Bryant n’a pas eu 41 ans, comme Kennedy, pour presque faire oublier sa violence d’un soir. Pour beaucoup d’entre nous, Ted Kennedy a fait ses preuves en quatre décennies. Mais je parie que pour la famille de Mary Jo Kopechne, que le sénateur a laissé pour morte dans les eaux froides de l’étang Poucha de Chappaquiddick, ces années n’ont rien prouvé. Elles n’ont pas prouvé grand-chose non plus aux journalistes comme Michael Knox Beran du National Review qui, contrairement à certains du Washington Post et du Newsweek par exemple, notait que le moment définitif de la vie d’Edward Moore Kennedy n’avait pas été son mandat qui a marqué le Sénat, ni son rôle de leader moral au sein du corps politique américain, mais qu’il était plutôt ce flagrant moment de lâcheté, 41 ans avant sa mort.

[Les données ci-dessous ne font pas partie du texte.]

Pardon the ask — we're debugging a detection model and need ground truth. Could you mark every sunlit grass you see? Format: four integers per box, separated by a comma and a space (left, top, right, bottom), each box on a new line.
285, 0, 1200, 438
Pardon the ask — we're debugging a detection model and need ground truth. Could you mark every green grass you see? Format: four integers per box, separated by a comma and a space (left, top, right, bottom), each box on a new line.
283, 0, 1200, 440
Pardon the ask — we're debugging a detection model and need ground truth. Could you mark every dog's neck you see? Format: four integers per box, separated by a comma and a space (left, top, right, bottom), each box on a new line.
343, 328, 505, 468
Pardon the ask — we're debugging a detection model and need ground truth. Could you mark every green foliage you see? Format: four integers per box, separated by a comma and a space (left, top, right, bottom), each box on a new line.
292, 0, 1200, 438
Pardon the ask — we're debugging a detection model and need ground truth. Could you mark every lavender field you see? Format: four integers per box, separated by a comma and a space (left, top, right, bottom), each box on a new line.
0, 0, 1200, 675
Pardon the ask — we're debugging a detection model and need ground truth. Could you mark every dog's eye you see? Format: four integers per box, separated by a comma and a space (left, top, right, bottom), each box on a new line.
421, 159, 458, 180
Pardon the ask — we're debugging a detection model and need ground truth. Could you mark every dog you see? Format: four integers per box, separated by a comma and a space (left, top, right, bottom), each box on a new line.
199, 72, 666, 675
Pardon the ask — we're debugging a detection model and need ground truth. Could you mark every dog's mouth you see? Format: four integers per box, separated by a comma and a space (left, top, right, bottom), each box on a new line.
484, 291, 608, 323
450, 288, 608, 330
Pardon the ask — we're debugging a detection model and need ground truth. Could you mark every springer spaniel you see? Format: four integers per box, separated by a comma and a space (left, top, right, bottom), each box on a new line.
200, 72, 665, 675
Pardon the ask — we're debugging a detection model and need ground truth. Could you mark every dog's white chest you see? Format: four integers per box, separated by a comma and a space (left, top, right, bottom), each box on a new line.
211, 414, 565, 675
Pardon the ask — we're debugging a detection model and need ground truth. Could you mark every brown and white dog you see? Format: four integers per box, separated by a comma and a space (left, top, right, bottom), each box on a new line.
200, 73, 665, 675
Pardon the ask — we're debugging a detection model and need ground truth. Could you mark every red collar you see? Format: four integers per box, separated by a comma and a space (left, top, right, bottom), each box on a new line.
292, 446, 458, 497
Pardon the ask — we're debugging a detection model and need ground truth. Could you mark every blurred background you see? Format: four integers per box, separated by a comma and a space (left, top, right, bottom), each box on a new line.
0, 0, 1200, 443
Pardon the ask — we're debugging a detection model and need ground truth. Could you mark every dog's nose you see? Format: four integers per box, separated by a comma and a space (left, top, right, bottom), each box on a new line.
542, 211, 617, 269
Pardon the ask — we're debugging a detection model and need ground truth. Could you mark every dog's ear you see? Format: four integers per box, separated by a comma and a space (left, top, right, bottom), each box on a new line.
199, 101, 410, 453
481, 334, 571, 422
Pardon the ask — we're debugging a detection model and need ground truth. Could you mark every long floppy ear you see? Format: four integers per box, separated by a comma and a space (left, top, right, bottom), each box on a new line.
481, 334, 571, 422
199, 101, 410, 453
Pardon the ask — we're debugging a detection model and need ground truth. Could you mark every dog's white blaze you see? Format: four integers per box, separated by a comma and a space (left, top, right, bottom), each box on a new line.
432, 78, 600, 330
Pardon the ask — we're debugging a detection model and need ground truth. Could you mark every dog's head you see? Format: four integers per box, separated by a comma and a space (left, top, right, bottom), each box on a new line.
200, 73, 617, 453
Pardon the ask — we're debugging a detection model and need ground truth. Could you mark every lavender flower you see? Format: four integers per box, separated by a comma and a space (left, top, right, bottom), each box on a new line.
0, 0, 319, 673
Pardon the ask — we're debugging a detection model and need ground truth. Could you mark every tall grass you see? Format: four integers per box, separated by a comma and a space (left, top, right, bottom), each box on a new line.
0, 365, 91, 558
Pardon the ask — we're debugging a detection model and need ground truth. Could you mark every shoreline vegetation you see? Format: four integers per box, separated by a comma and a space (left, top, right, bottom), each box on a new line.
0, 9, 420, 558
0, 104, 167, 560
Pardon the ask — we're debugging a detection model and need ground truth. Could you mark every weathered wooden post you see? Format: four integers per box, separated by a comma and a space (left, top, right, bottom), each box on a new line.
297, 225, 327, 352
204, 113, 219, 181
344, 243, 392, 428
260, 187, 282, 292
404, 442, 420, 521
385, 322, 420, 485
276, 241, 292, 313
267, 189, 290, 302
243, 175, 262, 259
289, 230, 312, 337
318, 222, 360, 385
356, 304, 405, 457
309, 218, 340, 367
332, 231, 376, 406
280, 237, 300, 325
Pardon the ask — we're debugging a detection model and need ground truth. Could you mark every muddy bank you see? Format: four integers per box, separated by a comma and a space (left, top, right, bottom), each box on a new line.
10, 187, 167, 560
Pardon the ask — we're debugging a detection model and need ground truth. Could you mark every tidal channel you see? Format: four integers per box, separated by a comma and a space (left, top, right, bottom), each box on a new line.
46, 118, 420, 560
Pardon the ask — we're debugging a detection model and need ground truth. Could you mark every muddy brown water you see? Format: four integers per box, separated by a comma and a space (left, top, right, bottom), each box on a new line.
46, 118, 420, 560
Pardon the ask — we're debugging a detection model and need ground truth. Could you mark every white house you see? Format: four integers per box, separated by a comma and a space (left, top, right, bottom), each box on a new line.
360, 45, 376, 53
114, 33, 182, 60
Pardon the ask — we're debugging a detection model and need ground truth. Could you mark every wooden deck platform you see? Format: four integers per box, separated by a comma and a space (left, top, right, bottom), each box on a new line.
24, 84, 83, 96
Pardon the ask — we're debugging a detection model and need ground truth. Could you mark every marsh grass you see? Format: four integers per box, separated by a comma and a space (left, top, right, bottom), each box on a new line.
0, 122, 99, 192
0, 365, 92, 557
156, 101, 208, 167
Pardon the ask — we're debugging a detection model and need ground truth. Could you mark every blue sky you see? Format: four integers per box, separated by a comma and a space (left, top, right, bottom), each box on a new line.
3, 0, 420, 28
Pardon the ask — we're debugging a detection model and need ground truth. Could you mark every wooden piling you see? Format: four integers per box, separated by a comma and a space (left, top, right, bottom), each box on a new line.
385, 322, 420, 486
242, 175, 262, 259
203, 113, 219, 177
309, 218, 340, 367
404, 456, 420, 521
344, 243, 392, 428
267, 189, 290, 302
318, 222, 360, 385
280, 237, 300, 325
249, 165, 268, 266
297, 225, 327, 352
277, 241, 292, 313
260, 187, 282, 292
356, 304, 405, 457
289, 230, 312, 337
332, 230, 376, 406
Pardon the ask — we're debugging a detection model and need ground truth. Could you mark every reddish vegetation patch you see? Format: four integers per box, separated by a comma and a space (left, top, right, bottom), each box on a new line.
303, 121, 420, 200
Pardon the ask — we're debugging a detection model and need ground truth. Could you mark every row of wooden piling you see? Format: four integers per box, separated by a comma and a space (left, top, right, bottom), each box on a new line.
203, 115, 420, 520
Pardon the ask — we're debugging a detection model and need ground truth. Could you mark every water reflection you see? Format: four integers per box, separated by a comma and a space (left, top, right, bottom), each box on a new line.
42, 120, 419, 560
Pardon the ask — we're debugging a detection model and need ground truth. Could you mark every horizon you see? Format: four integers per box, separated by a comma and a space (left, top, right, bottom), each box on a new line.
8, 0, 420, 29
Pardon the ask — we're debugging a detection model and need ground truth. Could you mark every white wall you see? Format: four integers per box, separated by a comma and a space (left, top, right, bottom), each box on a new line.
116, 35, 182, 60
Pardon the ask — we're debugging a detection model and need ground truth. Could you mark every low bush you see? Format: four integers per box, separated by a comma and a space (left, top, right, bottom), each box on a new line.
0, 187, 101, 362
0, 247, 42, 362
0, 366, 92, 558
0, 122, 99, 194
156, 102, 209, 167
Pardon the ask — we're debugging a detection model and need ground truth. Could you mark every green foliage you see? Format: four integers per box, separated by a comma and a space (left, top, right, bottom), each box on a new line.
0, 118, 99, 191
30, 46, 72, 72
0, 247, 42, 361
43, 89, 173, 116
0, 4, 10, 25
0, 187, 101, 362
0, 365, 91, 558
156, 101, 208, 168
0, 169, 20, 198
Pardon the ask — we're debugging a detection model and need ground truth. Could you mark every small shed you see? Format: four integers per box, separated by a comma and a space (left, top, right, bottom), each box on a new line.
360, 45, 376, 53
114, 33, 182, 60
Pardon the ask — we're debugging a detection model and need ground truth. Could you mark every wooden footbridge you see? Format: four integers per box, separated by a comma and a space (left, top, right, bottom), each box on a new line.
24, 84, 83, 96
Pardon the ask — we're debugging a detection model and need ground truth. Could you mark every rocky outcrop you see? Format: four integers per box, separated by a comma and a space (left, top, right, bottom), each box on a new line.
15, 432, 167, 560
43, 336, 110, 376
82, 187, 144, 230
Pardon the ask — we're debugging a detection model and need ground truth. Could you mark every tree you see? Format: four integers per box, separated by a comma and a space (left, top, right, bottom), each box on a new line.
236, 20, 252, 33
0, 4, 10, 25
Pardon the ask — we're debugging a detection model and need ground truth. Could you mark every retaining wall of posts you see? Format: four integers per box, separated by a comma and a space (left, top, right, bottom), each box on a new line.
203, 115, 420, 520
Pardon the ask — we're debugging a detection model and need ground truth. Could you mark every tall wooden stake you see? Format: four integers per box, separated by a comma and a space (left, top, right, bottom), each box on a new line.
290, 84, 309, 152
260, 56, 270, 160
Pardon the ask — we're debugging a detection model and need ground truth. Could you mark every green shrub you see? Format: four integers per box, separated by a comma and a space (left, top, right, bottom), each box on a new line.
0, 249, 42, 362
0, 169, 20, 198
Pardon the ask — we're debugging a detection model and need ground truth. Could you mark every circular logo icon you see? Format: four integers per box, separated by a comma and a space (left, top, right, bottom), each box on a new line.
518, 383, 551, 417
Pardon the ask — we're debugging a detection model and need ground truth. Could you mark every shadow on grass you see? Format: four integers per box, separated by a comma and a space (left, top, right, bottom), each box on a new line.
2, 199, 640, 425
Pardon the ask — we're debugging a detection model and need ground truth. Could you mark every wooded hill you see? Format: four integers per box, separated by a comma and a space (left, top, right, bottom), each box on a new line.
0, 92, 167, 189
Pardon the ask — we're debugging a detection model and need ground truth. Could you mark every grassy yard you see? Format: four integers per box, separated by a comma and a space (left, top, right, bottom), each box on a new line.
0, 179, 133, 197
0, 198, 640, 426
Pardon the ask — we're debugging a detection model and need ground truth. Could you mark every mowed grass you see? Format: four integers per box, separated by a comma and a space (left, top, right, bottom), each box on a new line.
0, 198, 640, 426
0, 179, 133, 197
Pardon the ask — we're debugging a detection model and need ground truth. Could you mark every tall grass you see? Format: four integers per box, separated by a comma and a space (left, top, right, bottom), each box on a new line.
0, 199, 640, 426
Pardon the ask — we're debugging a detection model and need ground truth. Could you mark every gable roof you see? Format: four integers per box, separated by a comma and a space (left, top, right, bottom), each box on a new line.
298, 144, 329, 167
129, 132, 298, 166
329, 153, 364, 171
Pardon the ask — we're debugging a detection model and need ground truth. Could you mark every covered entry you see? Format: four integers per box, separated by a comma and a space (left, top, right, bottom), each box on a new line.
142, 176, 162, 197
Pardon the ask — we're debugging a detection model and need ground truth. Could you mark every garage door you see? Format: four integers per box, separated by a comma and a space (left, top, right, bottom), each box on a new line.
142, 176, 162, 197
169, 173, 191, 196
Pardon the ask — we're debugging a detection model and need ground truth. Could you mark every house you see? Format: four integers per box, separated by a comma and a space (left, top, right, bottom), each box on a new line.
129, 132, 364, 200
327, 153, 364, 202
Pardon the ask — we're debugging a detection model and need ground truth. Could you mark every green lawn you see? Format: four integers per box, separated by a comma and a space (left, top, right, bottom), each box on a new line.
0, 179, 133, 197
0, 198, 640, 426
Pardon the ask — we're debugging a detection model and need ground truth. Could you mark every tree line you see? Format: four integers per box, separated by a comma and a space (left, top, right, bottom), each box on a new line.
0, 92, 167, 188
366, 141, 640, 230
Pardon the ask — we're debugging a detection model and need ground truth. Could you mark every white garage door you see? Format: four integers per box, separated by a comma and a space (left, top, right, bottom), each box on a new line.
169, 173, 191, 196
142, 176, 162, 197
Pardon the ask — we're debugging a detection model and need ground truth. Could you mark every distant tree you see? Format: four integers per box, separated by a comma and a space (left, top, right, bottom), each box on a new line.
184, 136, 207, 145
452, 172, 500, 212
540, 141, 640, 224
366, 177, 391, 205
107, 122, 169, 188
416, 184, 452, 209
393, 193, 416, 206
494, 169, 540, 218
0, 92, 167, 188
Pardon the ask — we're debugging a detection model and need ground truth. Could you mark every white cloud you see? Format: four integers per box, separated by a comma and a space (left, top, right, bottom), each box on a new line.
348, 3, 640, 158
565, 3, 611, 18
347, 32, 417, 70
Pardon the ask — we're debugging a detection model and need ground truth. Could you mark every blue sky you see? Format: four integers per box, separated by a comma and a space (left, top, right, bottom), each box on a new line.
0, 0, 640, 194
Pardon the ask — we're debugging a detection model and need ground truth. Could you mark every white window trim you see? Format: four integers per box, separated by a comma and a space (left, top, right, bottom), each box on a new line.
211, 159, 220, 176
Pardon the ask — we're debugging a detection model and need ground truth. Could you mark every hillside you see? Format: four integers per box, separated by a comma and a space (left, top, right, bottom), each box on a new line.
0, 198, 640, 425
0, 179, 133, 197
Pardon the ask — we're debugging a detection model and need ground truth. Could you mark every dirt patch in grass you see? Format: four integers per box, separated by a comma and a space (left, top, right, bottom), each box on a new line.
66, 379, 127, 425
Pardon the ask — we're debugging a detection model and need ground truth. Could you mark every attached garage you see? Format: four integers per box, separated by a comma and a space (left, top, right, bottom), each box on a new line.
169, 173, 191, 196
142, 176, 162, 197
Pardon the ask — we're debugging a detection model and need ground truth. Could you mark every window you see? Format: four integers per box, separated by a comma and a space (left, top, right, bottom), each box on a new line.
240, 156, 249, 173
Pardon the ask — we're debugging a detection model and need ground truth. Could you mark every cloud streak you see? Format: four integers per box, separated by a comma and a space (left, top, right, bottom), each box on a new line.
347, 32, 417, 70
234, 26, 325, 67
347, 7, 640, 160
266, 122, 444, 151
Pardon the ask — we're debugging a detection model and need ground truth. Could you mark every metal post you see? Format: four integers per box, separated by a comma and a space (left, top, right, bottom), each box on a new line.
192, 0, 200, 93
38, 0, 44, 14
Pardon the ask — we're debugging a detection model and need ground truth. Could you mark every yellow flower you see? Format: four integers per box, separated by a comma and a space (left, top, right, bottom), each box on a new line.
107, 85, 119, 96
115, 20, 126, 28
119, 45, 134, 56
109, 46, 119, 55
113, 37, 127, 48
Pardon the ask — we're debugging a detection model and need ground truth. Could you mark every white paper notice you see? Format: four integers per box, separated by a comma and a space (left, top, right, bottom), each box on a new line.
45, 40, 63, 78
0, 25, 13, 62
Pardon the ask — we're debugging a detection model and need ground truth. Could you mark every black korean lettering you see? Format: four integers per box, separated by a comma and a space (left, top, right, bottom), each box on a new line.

Comment alors juger la réhabilitation de quelqu’un, quand ni le code civil ni la loi n’ont pu en établir les termes ? Quand une réinvention est-elle complète ? Et combien de temps avant de se réconcilier avec quelqu’un qui a fait le mal, mais qui a pris le chemin de la repentance ou du moins, qui a essayé ? Et peut-on vraiment calculé tout ça en années ? Où en intentions ? Combien de cendres doivent brûler pour qu’une renaissance soit acceptable ? Qui y a droit ? Quelles preuves sont suffisantes pour croire en la réinvention d’une personne, au-delà de son rebranding, sa nouvelle image ? Comment décider du moment qui devrait définir une personne, sans se faire accuser de hagiographie ?

Tant de questions. La reconstruction, la renaissance, le réajustement, la réinvention, la repentance, la réconciliation. Nous avons, ces jours-ci, plus de temps pour réfléchir à ces concepts liés. Heureusement, car cette réflexion nous sera encore plus utile, je crois, post-confinement.